2.2 PHYSIOLOGICAL/PHYSICAL STRATEGIES 
The above strategies are primarily aimed at short term application in the treatment regiments of malignant brain tumors while chronic degrative disorder will require long term application of the therapeutic agent . owing to this fact non invasive approach for the drug delivery to brain via the systemic route have been developed .

LIGAND BINDING PROTEIN
Protein ligands posses various properties like high affinity to receptor and selectivity for targeting , which increase the interst towards the use of protein as a delivery tool for targeting the drug to the brain. Various system have been developed that incorporate proteing as the central ligand binding component such as lecitin used as a ligand bunding protein for brain targeting of glucose triggered glycosylated insulin and bispecific antibodies. Other ligand  binding protein classes include biotin binding protein. Lipid binding protein and avidin binding proteins. Cationized albumin appers to be useful for the delivery of the active agents across the BBB to the brain . The active agents across the BBB to the brain.

CHIMERIC PEPTIDE
A new strategy for peptide delivery through the brain capillary wall, i.e., the blood-brain barrier (BBB), is the synthesis of chimeric peptides which are formed by the covalent coupling of a non-transportable peptide (e.g., β-endorphin) to a transportable peptide that undergoes receptor- or absorptive-mediated transcytosis at the BBB. β-endorphin was covalently coupled via disulfide linkage to cationized albumin (pI ≥ 9) which, owing to it is highly basic charge, undergoes rapid absorptive-mediated transport into brain from blood.  (http://www.sciencedirect.com/science)

2.3 CHEMICAL DRUG DELIVERY
Chemical drug delivery systems (CDDS) represent novel and systematic ways of targeting active biological molecules to specific target sites or organs based on predictable enzymatic activation. They are inactive chemical derivatives of a drug obtained by one or more chemical modifications so that the newly attached moieties are monomolecular units (generally comparable in size to the original molecule) and provide a site-specific or site-enhanced delivery of the drug through multi-step enzymatic and/or chemical transformations. During the chemical manipulations, two types of bio-removable moieties are introduced to convert the drug into an inactive precursor form. A targetor (T) moiety is responsible for targeting, site-specificity, and lock-in, while modifier functions (F1... Fn ) serve as lipophilizers, protect certain functions, or fine-tune the necessary molecular properties to prevent premature, unwanted metabolic conversions. The CDDS is designed to undergo sequential metabolic conversions, disengaging the modifier functions and finally the targetor, after this moiety fulfils its site- or organ-targeting role. Undoubtedly, the concept evolved from the prodrug concept, but became essentially different by the introduction of multi-step activation and targetor moieties. Another method called redox chemical delivery systems involves linking a drug to the lipophilic dihydropyridine carrier, creating a complex that after systemic administration readily transverses the BBB because of its lipophilicity. Once inside the brain parenchyma, the dihydropyridine moiety is enzymatically oxidized to the ionic pyridinium salt. The acquisition of charge has the dual effect of accelerating the rate of systemic elimination by the kidney and bile and trapping the drug-pyridinium salt complex inside the brain. Subsequent cleavage of the drug from the pyridinium carrier leads to sustained drug delivery in the brain parenchyma7.  
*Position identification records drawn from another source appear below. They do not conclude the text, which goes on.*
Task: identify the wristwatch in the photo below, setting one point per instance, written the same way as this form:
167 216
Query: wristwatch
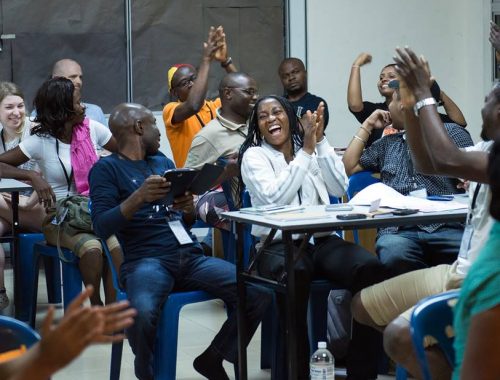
423 103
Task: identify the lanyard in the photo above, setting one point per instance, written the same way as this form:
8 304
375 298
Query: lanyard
69 178
473 204
201 121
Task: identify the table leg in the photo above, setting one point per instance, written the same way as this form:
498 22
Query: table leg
291 336
242 323
15 253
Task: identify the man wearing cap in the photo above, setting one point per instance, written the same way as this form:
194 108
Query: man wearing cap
191 112
406 248
72 70
220 141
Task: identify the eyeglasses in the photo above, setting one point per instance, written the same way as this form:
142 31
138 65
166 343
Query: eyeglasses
186 81
249 91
2.4 PHARMACOLOGICAL STRATEGIES

a.LIPOSOMES :-
Liposomes were first produced in England in 1961 by Alec D.Bangham. One end of each molecule is water soluble, while the opposite end is water insoluble. Water-soluble medications added to the water were trapped inside the aggregation of the hydrophobic ends; fat-soluble medications were incorporated into the phospholipid layer.

 Liposome structure

  In some cases liposomes attach to cellular membranes and appear to fuse with them, releasing their or drugs into the cell.  In the case of phagocytic cells, the liposomes are taken up, the phospholipid walls are acted upon by organelles called lysosomes, and the medication is released. Liposomal delivery systems are still largely experimental; the precise mechanisms of their action in the body are under study, as are ways in which to target them to specific diseased tissues11.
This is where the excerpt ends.